WILLIAM R. BROWN, an old and prominent citizen of Neapolis, Maury Co., Tenn., was born in this county, October 15, 1882, and is a son of Solomon and Elizabeth (Sanders) Brown, both of whom were natives of South Carolina. The father was one of the early settlers of this county and followed the vocation of farming. He died about two years after immigrating here from South Carolina. The mother’s death occurred in 1864, at the unusual age of eighty-one years. Our subject passed his youthful days on the farm and secured a fair practical education at the common schools. At the age of sixteen he served an apprenticeship at wagon-making and followed that business for twelve or fifteen years.
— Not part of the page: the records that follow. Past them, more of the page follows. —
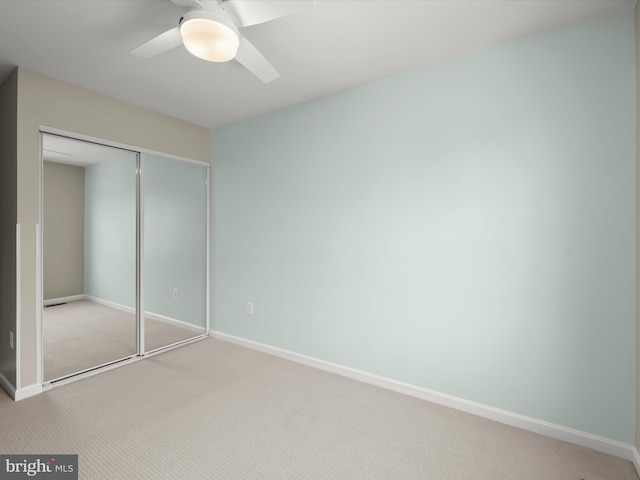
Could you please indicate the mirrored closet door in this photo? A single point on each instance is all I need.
(89, 255)
(175, 250)
(123, 233)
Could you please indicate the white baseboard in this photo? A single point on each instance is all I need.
(20, 393)
(577, 437)
(55, 301)
(109, 303)
(150, 315)
(27, 392)
(636, 460)
(8, 386)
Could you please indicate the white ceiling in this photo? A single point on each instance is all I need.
(333, 45)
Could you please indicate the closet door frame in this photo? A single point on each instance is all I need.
(140, 153)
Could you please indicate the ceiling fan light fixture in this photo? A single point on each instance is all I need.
(210, 35)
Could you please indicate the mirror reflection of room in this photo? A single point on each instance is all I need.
(89, 235)
(89, 255)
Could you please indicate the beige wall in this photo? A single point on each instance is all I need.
(44, 101)
(63, 230)
(637, 10)
(8, 211)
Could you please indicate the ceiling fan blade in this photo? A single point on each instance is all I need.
(188, 3)
(249, 57)
(160, 44)
(252, 12)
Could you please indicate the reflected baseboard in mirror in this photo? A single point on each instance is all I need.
(83, 334)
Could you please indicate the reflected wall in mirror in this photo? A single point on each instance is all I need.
(89, 252)
(175, 250)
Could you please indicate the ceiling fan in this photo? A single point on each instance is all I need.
(209, 30)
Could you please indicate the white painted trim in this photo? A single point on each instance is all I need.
(40, 266)
(8, 386)
(173, 321)
(116, 364)
(207, 281)
(71, 298)
(17, 337)
(636, 460)
(26, 392)
(150, 315)
(123, 146)
(570, 435)
(38, 306)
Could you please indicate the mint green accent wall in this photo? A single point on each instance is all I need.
(175, 213)
(466, 227)
(110, 231)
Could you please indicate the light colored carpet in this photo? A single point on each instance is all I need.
(213, 410)
(83, 334)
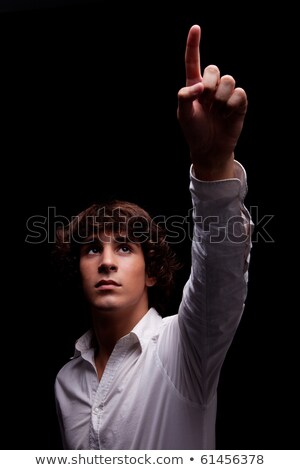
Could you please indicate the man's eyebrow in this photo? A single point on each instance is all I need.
(122, 239)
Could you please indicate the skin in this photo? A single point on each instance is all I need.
(211, 112)
(115, 284)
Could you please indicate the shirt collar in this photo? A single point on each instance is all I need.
(144, 330)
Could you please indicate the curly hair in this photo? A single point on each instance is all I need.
(126, 218)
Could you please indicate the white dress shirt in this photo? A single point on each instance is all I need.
(159, 387)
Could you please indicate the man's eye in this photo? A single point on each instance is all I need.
(125, 249)
(93, 250)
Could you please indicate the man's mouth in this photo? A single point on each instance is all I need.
(106, 283)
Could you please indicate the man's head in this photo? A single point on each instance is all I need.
(119, 242)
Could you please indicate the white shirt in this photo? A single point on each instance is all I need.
(159, 387)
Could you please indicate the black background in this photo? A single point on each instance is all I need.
(89, 97)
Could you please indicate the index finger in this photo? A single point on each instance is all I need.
(192, 56)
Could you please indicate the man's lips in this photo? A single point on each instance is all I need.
(106, 284)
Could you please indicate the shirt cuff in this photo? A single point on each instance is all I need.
(219, 189)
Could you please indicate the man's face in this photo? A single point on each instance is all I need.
(113, 275)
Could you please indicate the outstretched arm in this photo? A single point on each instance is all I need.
(211, 112)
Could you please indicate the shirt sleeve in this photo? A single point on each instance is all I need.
(214, 296)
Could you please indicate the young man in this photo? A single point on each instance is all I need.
(137, 380)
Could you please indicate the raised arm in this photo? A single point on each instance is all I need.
(211, 112)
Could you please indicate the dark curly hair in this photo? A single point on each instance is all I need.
(119, 217)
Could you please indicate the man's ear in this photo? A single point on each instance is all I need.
(150, 281)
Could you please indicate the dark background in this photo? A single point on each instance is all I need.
(89, 97)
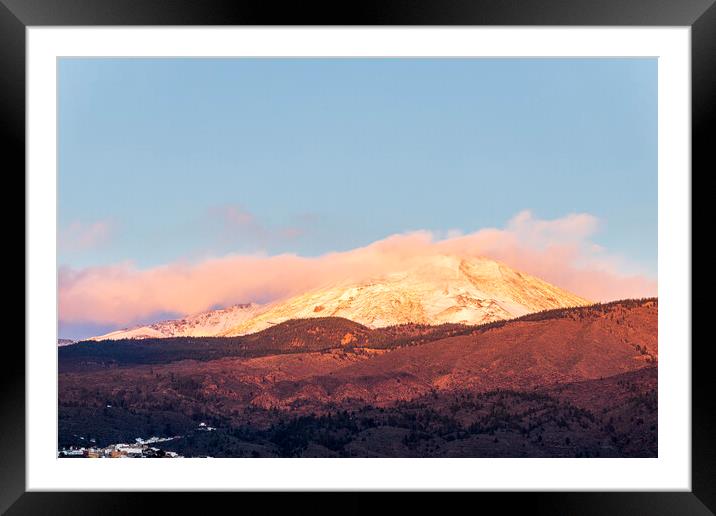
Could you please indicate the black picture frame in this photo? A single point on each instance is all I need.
(700, 15)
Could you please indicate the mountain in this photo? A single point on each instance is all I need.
(439, 289)
(568, 382)
(203, 324)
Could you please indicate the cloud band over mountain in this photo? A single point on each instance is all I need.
(558, 251)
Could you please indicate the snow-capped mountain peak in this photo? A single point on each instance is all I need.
(433, 290)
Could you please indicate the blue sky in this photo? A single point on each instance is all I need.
(165, 161)
(337, 153)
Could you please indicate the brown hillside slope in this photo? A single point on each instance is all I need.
(535, 351)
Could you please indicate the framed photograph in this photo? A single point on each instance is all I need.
(410, 249)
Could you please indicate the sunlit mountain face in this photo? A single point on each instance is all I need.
(438, 289)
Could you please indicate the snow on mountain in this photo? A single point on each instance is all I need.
(203, 324)
(440, 289)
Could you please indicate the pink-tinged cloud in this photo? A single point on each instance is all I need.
(80, 236)
(239, 224)
(558, 251)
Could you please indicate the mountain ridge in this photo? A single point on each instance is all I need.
(437, 290)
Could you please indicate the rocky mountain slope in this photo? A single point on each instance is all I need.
(438, 290)
(203, 324)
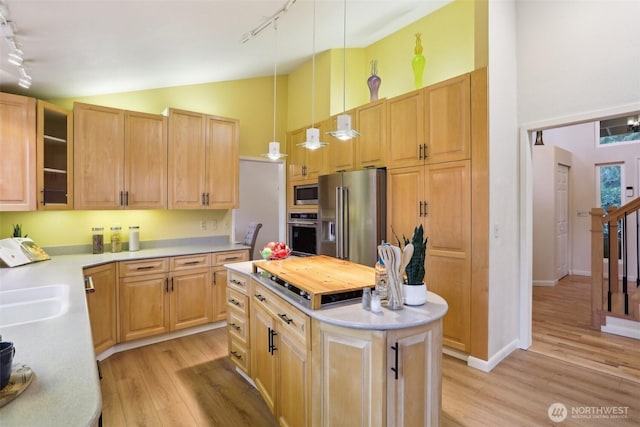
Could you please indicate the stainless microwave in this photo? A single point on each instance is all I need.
(305, 194)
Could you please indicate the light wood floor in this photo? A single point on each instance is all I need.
(190, 382)
(562, 330)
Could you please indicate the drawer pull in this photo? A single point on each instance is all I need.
(285, 318)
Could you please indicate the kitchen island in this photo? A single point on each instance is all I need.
(338, 364)
(66, 389)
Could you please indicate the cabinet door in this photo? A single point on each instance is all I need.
(447, 112)
(98, 157)
(143, 306)
(145, 170)
(102, 306)
(371, 145)
(448, 259)
(293, 400)
(54, 157)
(190, 298)
(219, 293)
(405, 206)
(222, 163)
(297, 155)
(18, 148)
(341, 154)
(186, 160)
(414, 386)
(263, 363)
(406, 130)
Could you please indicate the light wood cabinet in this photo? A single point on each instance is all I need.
(371, 145)
(377, 378)
(119, 158)
(280, 360)
(18, 148)
(203, 161)
(164, 294)
(54, 157)
(447, 120)
(406, 130)
(101, 303)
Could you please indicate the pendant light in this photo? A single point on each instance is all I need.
(274, 147)
(313, 134)
(344, 131)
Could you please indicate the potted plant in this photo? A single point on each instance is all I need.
(415, 289)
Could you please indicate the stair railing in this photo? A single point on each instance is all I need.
(601, 294)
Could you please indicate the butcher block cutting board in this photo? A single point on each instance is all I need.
(320, 274)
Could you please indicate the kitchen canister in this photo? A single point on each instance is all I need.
(97, 240)
(134, 238)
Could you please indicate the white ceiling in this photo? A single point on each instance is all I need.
(89, 47)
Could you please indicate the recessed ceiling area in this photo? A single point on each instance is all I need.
(78, 48)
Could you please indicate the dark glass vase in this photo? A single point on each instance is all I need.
(374, 81)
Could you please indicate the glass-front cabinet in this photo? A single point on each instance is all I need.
(54, 157)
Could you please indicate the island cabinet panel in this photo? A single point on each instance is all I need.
(371, 145)
(18, 147)
(101, 303)
(447, 120)
(280, 346)
(406, 130)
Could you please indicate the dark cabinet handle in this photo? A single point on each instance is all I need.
(395, 349)
(285, 318)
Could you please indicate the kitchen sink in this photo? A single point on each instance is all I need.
(34, 304)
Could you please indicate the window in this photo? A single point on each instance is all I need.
(609, 192)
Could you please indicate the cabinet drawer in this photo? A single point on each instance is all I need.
(237, 325)
(189, 261)
(239, 354)
(143, 267)
(237, 301)
(221, 258)
(239, 282)
(290, 318)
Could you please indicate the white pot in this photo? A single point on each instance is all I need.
(415, 294)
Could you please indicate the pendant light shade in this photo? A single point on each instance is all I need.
(344, 132)
(274, 147)
(313, 134)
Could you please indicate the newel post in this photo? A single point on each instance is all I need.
(597, 256)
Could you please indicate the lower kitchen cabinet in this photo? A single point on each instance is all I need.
(101, 302)
(280, 357)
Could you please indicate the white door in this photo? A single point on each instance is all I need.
(262, 199)
(562, 221)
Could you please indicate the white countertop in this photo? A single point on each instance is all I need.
(352, 315)
(66, 388)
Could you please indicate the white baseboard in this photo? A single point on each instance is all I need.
(159, 338)
(623, 327)
(488, 365)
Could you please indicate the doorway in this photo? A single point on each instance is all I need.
(262, 199)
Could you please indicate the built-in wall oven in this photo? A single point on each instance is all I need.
(303, 233)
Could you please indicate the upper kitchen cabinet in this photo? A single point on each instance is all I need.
(119, 159)
(371, 145)
(447, 120)
(406, 130)
(203, 161)
(304, 164)
(18, 147)
(54, 156)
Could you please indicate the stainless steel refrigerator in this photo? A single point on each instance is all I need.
(352, 215)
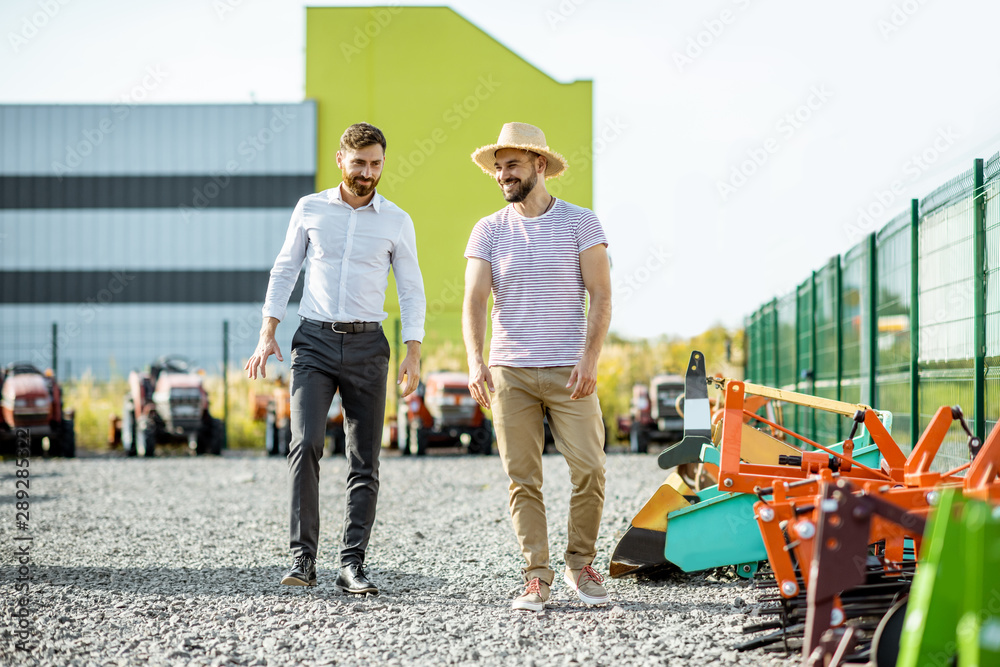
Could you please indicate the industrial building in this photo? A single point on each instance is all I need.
(137, 230)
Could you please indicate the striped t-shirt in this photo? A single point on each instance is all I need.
(538, 291)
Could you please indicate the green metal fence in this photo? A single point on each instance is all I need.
(908, 320)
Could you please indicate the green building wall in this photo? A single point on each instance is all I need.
(439, 87)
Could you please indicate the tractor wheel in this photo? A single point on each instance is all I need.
(271, 434)
(482, 439)
(217, 439)
(417, 439)
(145, 437)
(638, 440)
(128, 429)
(67, 440)
(338, 442)
(402, 437)
(285, 438)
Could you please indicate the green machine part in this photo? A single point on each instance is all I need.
(721, 528)
(979, 628)
(954, 606)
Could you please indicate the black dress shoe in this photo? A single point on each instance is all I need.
(354, 579)
(303, 572)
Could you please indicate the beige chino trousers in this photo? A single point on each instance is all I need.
(522, 395)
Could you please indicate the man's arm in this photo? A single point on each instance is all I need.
(596, 272)
(284, 273)
(266, 346)
(478, 283)
(412, 304)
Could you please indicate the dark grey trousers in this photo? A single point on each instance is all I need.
(357, 364)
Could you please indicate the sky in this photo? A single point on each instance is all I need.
(739, 144)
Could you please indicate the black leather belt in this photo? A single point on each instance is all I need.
(347, 327)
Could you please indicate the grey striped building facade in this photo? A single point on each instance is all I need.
(138, 230)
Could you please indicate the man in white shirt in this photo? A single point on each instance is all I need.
(351, 235)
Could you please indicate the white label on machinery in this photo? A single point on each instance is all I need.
(697, 414)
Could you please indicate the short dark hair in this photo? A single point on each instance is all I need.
(360, 135)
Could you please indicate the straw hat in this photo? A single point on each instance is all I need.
(525, 137)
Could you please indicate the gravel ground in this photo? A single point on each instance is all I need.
(176, 561)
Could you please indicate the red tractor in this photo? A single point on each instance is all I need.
(442, 412)
(31, 400)
(654, 413)
(167, 404)
(275, 409)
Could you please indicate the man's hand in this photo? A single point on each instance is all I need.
(266, 346)
(585, 376)
(410, 368)
(478, 375)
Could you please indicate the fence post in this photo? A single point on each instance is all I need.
(774, 324)
(225, 377)
(55, 350)
(838, 333)
(746, 342)
(914, 322)
(872, 341)
(979, 285)
(812, 352)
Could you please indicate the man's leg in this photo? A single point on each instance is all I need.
(581, 430)
(517, 418)
(312, 387)
(362, 388)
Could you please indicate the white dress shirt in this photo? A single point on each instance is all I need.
(349, 251)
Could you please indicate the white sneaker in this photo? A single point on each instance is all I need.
(534, 597)
(588, 585)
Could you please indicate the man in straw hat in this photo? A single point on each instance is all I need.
(540, 256)
(351, 236)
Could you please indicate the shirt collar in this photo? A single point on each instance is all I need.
(335, 196)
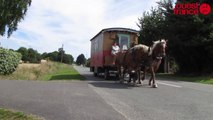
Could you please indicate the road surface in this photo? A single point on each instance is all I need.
(97, 99)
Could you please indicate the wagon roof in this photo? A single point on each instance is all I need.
(116, 29)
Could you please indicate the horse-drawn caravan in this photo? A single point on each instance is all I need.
(131, 58)
(102, 61)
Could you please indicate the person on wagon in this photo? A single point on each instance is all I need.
(115, 50)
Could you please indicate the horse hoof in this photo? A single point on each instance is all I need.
(155, 86)
(121, 82)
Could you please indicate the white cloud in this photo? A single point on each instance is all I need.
(51, 23)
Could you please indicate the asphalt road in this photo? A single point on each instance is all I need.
(97, 99)
(172, 100)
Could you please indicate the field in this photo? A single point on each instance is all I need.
(199, 79)
(45, 71)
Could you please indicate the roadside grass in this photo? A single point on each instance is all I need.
(63, 72)
(198, 79)
(6, 114)
(45, 71)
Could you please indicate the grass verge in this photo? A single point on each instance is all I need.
(6, 114)
(198, 79)
(46, 71)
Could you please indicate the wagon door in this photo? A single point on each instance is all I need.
(124, 41)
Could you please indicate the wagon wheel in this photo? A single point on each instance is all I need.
(106, 74)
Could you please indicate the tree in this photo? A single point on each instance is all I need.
(33, 56)
(24, 53)
(61, 54)
(190, 38)
(12, 12)
(81, 60)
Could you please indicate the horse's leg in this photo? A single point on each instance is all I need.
(154, 85)
(122, 80)
(144, 74)
(139, 75)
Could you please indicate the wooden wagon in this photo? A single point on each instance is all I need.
(101, 45)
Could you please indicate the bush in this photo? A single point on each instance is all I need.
(9, 61)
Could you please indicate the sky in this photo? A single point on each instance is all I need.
(51, 23)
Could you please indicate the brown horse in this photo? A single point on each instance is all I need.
(119, 62)
(153, 62)
(134, 57)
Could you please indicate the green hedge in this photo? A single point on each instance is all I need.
(9, 61)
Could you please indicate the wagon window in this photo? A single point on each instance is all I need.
(124, 41)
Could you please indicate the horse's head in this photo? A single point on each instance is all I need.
(158, 49)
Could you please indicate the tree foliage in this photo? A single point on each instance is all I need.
(29, 55)
(12, 12)
(9, 61)
(81, 60)
(190, 37)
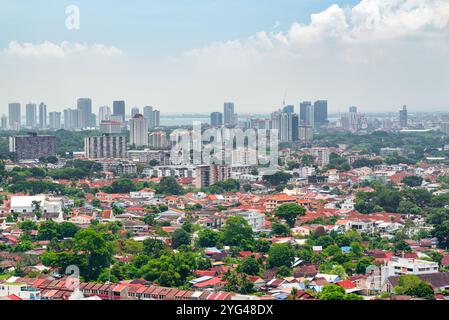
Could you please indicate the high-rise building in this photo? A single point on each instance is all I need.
(229, 115)
(105, 147)
(134, 111)
(55, 120)
(138, 131)
(353, 109)
(306, 113)
(42, 116)
(322, 156)
(110, 127)
(287, 125)
(403, 117)
(216, 119)
(14, 116)
(88, 119)
(30, 109)
(320, 112)
(305, 133)
(104, 114)
(32, 146)
(148, 114)
(289, 109)
(118, 109)
(158, 140)
(156, 119)
(207, 175)
(4, 122)
(72, 119)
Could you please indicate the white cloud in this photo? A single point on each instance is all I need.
(49, 49)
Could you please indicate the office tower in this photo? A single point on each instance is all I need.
(118, 109)
(305, 133)
(30, 110)
(216, 119)
(158, 140)
(294, 135)
(156, 118)
(42, 116)
(72, 119)
(105, 147)
(4, 124)
(353, 109)
(32, 146)
(306, 113)
(88, 119)
(320, 112)
(104, 114)
(403, 117)
(138, 131)
(207, 175)
(289, 109)
(287, 125)
(229, 115)
(134, 111)
(148, 114)
(14, 116)
(55, 120)
(321, 155)
(110, 127)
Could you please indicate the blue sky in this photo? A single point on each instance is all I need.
(152, 26)
(193, 55)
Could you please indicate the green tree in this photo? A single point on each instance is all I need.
(290, 212)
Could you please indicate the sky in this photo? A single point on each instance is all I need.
(187, 56)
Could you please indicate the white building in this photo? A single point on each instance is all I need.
(49, 205)
(399, 266)
(21, 290)
(138, 131)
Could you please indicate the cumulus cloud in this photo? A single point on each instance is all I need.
(49, 49)
(378, 54)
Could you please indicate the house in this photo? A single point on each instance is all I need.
(400, 266)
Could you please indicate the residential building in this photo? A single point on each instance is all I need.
(105, 147)
(32, 146)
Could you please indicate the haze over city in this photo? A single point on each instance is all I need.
(191, 57)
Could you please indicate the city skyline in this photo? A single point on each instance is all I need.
(363, 53)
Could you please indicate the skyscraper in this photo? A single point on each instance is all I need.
(104, 114)
(320, 112)
(30, 109)
(55, 120)
(138, 131)
(14, 116)
(4, 122)
(85, 107)
(229, 114)
(42, 116)
(216, 119)
(403, 117)
(118, 109)
(156, 118)
(134, 111)
(72, 119)
(32, 146)
(306, 113)
(148, 114)
(289, 109)
(105, 147)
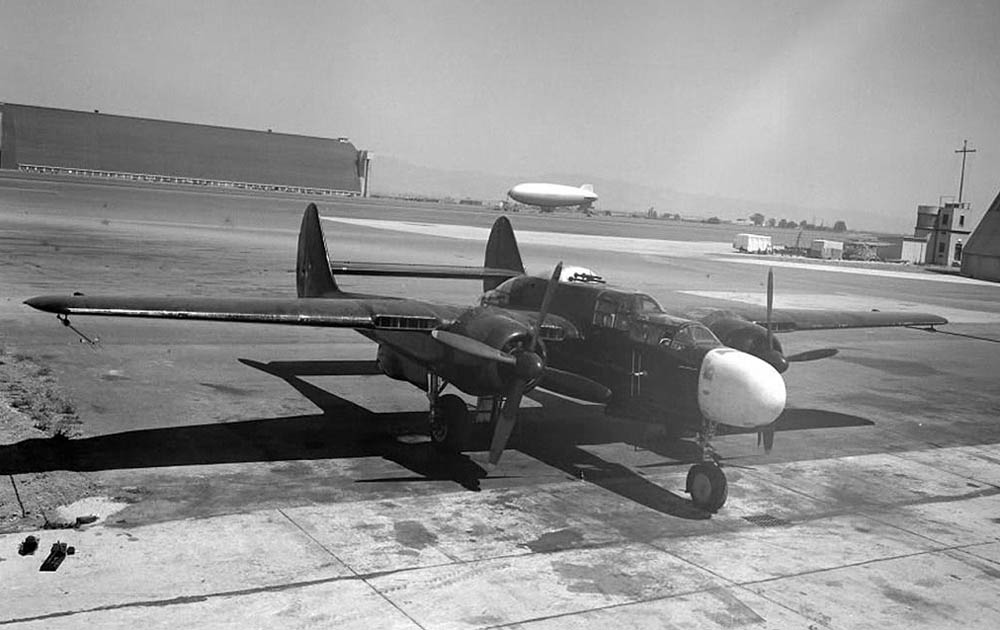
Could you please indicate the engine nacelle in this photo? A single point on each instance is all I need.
(400, 368)
(482, 377)
(748, 337)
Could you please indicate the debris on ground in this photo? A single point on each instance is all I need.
(33, 407)
(28, 546)
(56, 556)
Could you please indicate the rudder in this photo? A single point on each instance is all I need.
(313, 277)
(501, 252)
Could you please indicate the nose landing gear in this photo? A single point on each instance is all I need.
(449, 416)
(706, 483)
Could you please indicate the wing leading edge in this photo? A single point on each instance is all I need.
(794, 319)
(400, 314)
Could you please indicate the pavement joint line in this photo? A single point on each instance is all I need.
(760, 471)
(901, 528)
(643, 600)
(187, 599)
(939, 468)
(852, 565)
(356, 575)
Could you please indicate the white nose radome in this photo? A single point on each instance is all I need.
(740, 390)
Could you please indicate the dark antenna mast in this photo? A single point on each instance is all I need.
(965, 150)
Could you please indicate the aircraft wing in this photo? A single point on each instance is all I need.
(351, 268)
(793, 319)
(372, 312)
(387, 313)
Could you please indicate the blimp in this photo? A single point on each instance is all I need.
(554, 195)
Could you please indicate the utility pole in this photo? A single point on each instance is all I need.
(965, 150)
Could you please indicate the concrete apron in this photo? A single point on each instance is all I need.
(886, 540)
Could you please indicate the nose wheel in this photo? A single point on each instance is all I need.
(707, 485)
(449, 416)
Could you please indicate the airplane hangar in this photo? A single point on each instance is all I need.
(49, 140)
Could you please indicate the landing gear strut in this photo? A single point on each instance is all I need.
(706, 483)
(449, 416)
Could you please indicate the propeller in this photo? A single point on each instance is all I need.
(772, 356)
(765, 437)
(508, 417)
(528, 365)
(812, 355)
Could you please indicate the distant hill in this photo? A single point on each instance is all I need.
(393, 176)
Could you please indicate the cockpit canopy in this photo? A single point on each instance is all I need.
(592, 305)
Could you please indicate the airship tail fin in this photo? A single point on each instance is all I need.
(501, 252)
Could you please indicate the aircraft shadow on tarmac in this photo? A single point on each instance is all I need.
(346, 430)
In 1852 he began merchandising at Neapolis and was engaged in this business until the beginning of the war. In 1861 he enlisted in Company A, Forty-eighth Tennessee, and served as a sergeant about one year. Being a mechanic he was detailed boss of brigade shops and was afterward made boss of the division shop, and remained as such until the close of the war. He then returned to Neapolis and resumed his former business. In 1881 he removed to his farm, on which he lived one year, then built his present house and shop, where he has been engaged in wagon-making and general repairing. In 1869 he wedded Elizabeth Truelove, a native of this county, who died in 1882,. They have four children born to this union, only two of whom are living: Willie E. and Lillie. Mr. Brown is a Democrat and an attendant of the Methodist Church.
Source: History of Tennessee: From the Earliest Time to the Present; Together with an Historical and a Biographical Sketch of Maury, Williamson, Rutherford, Wilson, Bedford and Marshall Counties. Nashville, Tenn: Goodspeed Pub. Co, 1886.